There was a time when he was the one planting the bombs, but now he is “reformed.”
Hennessy is playing a dangerous game, trying to extract more concessions from
the British in exchange for intel on the terrorists. Naturally, he patronizes
and grossly underestimates Quan, until the grieving father starts leaving
warning bombs of his own. He also seems to be more than Hennessy’s former IRA
thugs can handle, but just barely.
Chan
is not a superman in The Foreigner.
Frankly, he acts his age and maybe a little extra, taking some beatings nearly
as bad as those in the bizarrely under-appreciated Police Story: Lockdown. It is somewhat surprising how much screen
time he concedes to the rest of the cast, but this still might be his best
straight-up dramatic performance. Still, the fights and stunt work is
first-rate, so fans will not be disappointed on that score.
Just
as the dour, angsty Chan will be new for most fans, the sleazy, venal, self-pitying
Hennessey is a Pierce Brosnan we haven’t seen before either. He is such an
unpleasant character, we quite enjoy watching him take flak from all sides.
Orla Brady makes a spectacularly evil Lady Macbeth type as Hennessy’s slightly
disappointed wife Mary, while Ray Fearon’s Bromley swaggers with authority.
Screenwriter
David Marconi also deserves tremendous credit for updating Stephen Leather’s Troubles-set
novel to the post-Good Friday era.
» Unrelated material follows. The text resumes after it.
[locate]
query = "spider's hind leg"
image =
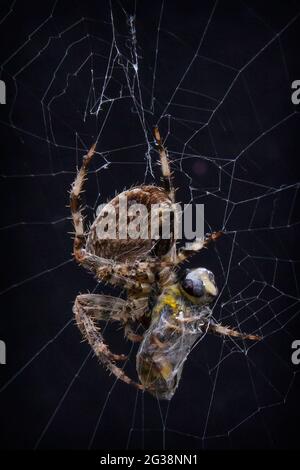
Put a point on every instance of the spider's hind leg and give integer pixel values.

Frighteningly, the hidden IRA weapons caches
that are frequently mentioned are very real. Marconi and Campbell also clearly
establish the factional rivalries and alliances within the IRA and its subsidiaries
that they suggest still persist to this day. Sure, this is an action thriller,
but it leaves viewers convinced the current peace remains perilously fragile.